Beethoven's Symphonies

Beethoven's Symphonies
Author: Martin Geck
Publisher: University of Chicago Press
Total Pages: 206
Release: 2017-05-01
Genre: Music
ISBN: 022645391X

In the years spanning from 1800 to 1824, Ludwig van Beethoven completed nine symphonies, now considered among the greatest masterpieces of Western music. Yet despite the fact that this time period, located in the wake of the Enlightenment and at the peak of romanticism, was one of rich intellectual exploration and social change, the influence of such threads of thought on Beethoven’s work has until now remained hidden beneath the surface of the notes. Beethoven’s Symphonies presents a fresh look at the great composer’s approach and the ideas that moved him, offering a lively account of the major themes unifying his radically diverse output.

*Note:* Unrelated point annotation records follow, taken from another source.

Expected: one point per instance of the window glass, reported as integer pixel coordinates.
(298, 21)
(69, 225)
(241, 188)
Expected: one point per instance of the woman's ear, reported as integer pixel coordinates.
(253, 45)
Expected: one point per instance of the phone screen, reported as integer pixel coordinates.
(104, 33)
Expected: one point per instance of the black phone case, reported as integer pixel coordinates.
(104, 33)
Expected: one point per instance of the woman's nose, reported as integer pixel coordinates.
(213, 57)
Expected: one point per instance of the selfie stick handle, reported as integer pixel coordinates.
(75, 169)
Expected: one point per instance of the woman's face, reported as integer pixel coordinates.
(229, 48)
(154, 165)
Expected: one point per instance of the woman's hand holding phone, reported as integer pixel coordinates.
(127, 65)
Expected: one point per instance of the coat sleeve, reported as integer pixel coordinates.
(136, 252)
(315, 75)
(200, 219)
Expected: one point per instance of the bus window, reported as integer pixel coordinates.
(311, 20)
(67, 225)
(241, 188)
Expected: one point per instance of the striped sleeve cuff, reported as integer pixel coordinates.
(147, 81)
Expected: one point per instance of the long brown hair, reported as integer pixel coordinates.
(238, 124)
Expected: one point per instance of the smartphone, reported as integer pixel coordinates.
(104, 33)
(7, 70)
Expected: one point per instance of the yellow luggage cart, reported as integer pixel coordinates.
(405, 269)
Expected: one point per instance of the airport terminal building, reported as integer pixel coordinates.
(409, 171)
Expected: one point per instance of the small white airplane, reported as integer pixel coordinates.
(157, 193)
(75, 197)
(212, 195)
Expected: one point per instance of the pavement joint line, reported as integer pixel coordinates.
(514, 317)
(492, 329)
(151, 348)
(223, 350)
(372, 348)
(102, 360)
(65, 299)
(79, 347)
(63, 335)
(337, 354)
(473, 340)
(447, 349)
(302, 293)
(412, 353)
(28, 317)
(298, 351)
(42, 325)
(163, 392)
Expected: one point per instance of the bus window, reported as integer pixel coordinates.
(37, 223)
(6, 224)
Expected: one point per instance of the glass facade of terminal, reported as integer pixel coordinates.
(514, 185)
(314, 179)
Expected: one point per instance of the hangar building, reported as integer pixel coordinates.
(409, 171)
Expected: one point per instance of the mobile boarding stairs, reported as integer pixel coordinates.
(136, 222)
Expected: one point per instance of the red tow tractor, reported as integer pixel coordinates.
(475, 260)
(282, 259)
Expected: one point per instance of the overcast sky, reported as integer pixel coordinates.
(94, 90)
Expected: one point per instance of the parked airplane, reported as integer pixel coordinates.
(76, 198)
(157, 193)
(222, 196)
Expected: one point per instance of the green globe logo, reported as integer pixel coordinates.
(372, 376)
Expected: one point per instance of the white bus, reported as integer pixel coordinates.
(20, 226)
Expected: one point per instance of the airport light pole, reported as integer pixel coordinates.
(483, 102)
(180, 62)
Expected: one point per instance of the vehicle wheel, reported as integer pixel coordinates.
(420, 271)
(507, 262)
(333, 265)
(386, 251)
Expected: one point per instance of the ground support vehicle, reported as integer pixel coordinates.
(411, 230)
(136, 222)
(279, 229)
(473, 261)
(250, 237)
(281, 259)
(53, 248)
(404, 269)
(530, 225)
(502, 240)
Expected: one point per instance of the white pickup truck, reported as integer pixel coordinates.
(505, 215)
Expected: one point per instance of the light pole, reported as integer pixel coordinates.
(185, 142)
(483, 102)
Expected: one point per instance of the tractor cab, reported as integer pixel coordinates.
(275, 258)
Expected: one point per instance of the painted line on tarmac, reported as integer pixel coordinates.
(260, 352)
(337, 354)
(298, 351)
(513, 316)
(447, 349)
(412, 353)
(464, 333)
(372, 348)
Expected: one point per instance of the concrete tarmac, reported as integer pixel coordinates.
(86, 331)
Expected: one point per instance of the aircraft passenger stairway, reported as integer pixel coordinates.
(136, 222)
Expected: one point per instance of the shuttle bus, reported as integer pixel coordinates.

Martin Geck opens the book with an enthralling series of cultural, political, and musical motifs that run throughout the symphonies. A leading theme is Beethoven’s intense intellectual and emotional engagement with the figure of Napoleon, an engagement that survived even Beethoven’s disappointment with Napoleon’s decision to be crowned emperor in 1804. Geck also delves into the unique ways in which Beethoven approached beginnings and finales in his symphonies, as well as his innovative use of particular instruments. He then turns to the individual symphonies, tracing elements—a pitch, a chord, a musical theme—that offer a new way of thinking about each work and will make even the most devoted fans of Beethoven admire the symphonies anew. Offering refreshingly inventive readings of the work of one of history’s greatest composers, this book shapes a fascinating picture of the symphonies as a cohesive oeuvre and of Beethoven as a master symphonist.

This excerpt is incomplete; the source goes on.